If you are contemplating a major home improvement project, you can save money if you act as your own general contractor. When you hire a general contractor to perform work on your home, it is like “one-stop shopping”.
The homeowner tells the contractor what you would like them to achieve, and after the price is agreed upon, the contractor takes care of all of the details. These details include getting prices for materials and setting up delivery times, getting prices from sub-contractors, scheduling the times when the sub-contractors will come in to do the work, and etc.
Time is money to the general contractor and the homeowner will be charged for every task that they have to perform for your job. With each task, the general contractor adds a markup for overhead and profit.
A general contractor’s liability insurance is based upon the gross annual sales. As an example, if a general contractor is doing your job and his portion of the job is $5,000.00, but he has to hire an electrical sub-contractor to perform $2,000.00 worth of electrical work, the general contractor has to pay liability insurance on $7,000.00 worth of business.
For this reason, the general contractor has to add on a percentage of the sub-contractor’s $2,000.00 bill to cover the expense of paying the additional liability insurance. The general contractor also adds on a fee for scheduling and overseeing the work of the sub-contractor. Using this example, if the homeowner hired the electrical contractor direct, a substantial savings would be realized.
Depending on the size of the project, and how many suppliers and sub-contractors the general contractor has to hire, the markup can amount to a lot of money.
If the job requires the use of a roll-off dumpster, that cost is added to the job and the general contractor then adds on a percentage to cover the scheduling of the dumpster being delivered and picked up, and the cost of the additional liability insurance.
For each material supplier and sub-contractor that a general contractor has to hire and run through their books, a percentage of each of their bills is added on to the general contractor’s bill as part of their overhead and profit.
When preparing a quote for a homeowner, a general contractor will build-in and hide these additional markups and just give the homeowner a lump sum price for doing the job.

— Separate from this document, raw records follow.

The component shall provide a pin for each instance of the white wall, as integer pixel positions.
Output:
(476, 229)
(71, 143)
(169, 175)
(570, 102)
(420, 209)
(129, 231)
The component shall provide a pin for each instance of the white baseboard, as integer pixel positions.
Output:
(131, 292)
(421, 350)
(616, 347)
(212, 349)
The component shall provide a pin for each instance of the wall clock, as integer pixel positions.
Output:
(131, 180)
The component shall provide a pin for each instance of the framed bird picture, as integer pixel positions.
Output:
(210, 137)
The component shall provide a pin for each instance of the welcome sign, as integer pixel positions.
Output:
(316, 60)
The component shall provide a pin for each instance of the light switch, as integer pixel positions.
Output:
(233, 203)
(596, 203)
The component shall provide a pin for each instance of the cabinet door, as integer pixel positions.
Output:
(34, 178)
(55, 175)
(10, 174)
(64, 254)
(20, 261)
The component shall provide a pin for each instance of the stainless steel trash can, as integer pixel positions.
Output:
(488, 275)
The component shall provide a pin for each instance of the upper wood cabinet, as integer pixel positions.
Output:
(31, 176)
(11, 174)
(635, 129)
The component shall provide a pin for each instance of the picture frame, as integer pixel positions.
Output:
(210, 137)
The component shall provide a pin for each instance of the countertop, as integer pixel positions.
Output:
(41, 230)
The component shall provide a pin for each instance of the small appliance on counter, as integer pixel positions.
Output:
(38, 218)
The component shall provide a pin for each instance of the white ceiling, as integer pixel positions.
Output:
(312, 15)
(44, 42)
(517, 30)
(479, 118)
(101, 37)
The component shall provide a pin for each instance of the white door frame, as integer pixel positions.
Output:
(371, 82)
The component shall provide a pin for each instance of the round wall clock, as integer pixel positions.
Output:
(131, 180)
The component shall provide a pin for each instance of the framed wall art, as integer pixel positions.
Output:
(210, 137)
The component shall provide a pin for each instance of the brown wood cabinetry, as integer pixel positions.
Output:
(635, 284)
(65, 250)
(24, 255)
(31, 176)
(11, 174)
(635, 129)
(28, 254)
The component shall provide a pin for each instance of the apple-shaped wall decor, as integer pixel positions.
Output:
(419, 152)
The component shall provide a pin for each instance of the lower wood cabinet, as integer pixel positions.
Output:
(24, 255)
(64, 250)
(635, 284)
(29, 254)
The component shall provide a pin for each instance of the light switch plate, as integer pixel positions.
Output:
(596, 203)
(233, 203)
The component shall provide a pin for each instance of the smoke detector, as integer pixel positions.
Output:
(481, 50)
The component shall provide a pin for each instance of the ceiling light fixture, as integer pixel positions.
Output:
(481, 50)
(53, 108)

It is highly unlikely that a general contractor would “breakout” these markups even upon the request of the homeowner.
With all of that being said, if you are planning on a home improvement project that involves hiring contractors, the more things that you can do, the more money you will save.
You can hire sub-contractors using the same tactics that you would use when you hire a general contractor. Get price quotes from each sub-contractor needed for the job, and get a contract and proof of insurance for each one that you hire.
Tell each contractor that you hire who the other contractors are that will be working on the job so that they can work out the scheduling between themselves.
Pay for the building materials at the supply yards and schedule the delivery of the materials. By doing this, you are eliminating the contractors markup on the materials. If the contractor has to put the materials on their charge account, they are going to add an additional percentage for using their account. Contrary to popular belief, most supply companies don’t give contractor special discounts.
Let it be known when you are requesting price quotes from contractors that you will take care of any job cleanup. Even if you don’t do it yourself and hire someone at minimum wage, you will save money by eliminating the contractor from doing it at a premium wage.
Stay away from hiring a contractor on a time and materials basis. For the contractor, this is like getting a blank check. Even if the contractor puts a cap on a price, you can rest assured that the final price tag will be at, or almost at, the capped price.
As always, get 2 or 3 estimated, check job and supplier references, and get a contract that stipulates the down payment amount, draw payment schedules, and final payment amount. Make sure the start and completion dates are clearly stated on the contract, along with detailed information on any specific materials that you want used on the job. It is also recommendable that the contract states an hourly rate for any unforeseen conditions that would require extra work to be performed above and beyond the scope of the contract.
Last but not least, make sure you get a certificate of insurance for each contractor that you hire and get a release of lien from each contractor before you make the final payment.